小さい頃に両親が離婚し、以後父とは長年音信不通だった。最近になって突然父の弟という人から連絡があり「あなたのお父さんが亡くなったが、生前のお父さんの意向に従い遺産については同居していた自分が全て取得したい。ついては唯一の相続人であるあなたに協力して欲しい」ということだった。突然のことで驚いたが、父とは長年疎遠だったこともあり、場合によっては協力したい。ただ、そもそもどのような遺産があるかはっきりしないので、どのように対応したらよいか困っている。弁護士に依頼して遺産の調査をすることはできるのか。

事件の進行

本件のように、相続人と被相続人が生前全く交流がなかった、というケースは稀ではありますが、ないわけではありません。
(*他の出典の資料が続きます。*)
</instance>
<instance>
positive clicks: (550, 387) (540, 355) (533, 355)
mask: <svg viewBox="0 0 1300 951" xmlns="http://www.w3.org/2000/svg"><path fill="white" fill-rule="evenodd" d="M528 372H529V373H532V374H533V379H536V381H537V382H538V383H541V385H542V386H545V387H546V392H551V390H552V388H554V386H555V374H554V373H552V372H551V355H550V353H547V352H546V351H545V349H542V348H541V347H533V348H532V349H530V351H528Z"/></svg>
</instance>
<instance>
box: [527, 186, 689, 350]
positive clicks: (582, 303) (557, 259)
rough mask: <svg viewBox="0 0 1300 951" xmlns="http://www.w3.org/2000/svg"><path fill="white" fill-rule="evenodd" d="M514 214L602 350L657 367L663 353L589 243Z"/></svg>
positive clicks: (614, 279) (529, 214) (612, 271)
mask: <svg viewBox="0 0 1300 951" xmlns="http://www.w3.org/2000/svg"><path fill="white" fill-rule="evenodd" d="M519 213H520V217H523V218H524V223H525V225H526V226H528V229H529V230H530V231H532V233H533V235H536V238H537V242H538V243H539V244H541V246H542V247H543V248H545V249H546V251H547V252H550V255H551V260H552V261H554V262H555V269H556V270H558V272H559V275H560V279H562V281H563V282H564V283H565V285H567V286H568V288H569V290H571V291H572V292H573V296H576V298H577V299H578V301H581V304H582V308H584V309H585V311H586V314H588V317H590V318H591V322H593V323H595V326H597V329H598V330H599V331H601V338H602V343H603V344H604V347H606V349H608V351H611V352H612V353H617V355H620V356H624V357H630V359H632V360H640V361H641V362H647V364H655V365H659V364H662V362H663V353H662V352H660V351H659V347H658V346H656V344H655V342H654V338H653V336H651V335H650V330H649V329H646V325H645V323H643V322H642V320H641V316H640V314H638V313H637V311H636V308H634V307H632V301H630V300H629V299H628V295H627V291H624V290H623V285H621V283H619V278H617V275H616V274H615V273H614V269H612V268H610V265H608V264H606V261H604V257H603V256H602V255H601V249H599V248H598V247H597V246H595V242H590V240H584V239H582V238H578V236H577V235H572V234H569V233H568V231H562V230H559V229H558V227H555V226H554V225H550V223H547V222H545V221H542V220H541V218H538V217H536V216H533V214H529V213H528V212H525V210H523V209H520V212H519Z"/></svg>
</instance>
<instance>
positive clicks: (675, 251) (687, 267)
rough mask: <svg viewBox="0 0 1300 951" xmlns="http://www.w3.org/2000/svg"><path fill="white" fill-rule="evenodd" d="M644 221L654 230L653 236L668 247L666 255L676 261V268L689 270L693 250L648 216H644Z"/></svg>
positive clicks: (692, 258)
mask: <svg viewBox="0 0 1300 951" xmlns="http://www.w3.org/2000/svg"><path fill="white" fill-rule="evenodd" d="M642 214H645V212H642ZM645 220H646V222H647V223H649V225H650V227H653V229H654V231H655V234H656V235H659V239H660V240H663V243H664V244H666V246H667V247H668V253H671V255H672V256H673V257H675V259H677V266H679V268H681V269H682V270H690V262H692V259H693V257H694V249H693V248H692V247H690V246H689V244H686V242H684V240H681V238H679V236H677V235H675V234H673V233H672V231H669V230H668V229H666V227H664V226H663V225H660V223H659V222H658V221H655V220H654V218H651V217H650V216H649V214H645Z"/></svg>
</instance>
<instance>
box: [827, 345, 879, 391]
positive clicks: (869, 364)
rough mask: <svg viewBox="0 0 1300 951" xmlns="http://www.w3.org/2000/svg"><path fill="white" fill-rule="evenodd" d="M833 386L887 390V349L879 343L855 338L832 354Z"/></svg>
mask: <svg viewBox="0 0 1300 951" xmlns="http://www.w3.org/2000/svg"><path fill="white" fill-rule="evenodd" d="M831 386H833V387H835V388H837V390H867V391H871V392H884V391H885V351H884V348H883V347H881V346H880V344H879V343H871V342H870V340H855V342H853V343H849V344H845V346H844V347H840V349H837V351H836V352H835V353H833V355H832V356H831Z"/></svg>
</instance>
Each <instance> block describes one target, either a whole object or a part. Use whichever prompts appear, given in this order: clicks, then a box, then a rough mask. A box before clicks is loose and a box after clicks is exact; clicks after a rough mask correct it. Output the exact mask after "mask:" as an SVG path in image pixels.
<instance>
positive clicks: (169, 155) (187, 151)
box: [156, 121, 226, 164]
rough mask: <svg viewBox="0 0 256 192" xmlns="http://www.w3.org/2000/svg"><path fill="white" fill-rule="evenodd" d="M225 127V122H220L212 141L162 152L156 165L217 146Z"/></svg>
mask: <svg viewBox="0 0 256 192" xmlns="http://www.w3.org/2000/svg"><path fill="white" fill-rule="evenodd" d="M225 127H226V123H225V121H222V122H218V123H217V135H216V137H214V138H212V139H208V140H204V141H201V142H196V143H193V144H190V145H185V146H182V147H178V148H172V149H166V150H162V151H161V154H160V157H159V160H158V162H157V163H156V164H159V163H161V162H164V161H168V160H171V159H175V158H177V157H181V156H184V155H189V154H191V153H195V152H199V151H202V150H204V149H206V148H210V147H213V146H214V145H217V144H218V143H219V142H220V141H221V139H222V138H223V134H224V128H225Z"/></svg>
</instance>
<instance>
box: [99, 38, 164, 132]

そのような場合の相続で何が困るかというと、そもそも遺産としてどのようなものがあるかが全くわからない、ということです。
被相続人と同居でもしていれば、郵便物や被相続人の話しぶりから、どのような財産があるかということはそれとなくわかるのですが、本件の場合にはそのような手がかりが全くありませんでした。
そこで、少なくとも預貯金は存在しただろうという見込みの下、被相続人が生前住んでおられた自宅周辺10キロ圏内の主要な金融機関の支店に対して被相続人名義の預貯金がないか、照会をかけました。金融機関に遺産の照会をする際には戸籍謄本の原本が必要なのですが、1つ照会をかけては原本を返還して貰って、また別の金融機関に照会をかけるということを繰り返しましたのでかなりの時間がかかりました。
しかし、時間をかけて粘り強く調査をした甲斐があり、複数の金融機関において被相続人名義の預貯金を発見することが出来ました。

弁護士からのコメント

この事案のように、弁護士が遺産の調査を依頼されることは非常に多いです。また、遺産分割交渉や遺留分減殺請求交渉の前提としても、遺産としてどのようなものが存在するかの調査は必須となります。
したがって、弁護士としては遺産を調査する様々な手法を知っておく必要があります。
詳細については、遺産分割協議に際しては,どのような点についてどのような調査を行えばいいのですかをご参照ください。
この事案のように金融機関に片っ端から照会をかけてみるというのは、時間はかかりますが、非常に初歩的かつ効果的な方法です。
また、不動産については、先ほどの記事も書いたように、当該不動産が存在すると考えられる市区町村の資産税課に「名寄せ帳」(なよせちょう)を申請する方法があります。この名寄せ帳には、当該市区町村内に存在する同一名義人の不動産(未登記物件含む)が全て記載されているので、被相続人名義の不動産の有無が確認できるのです。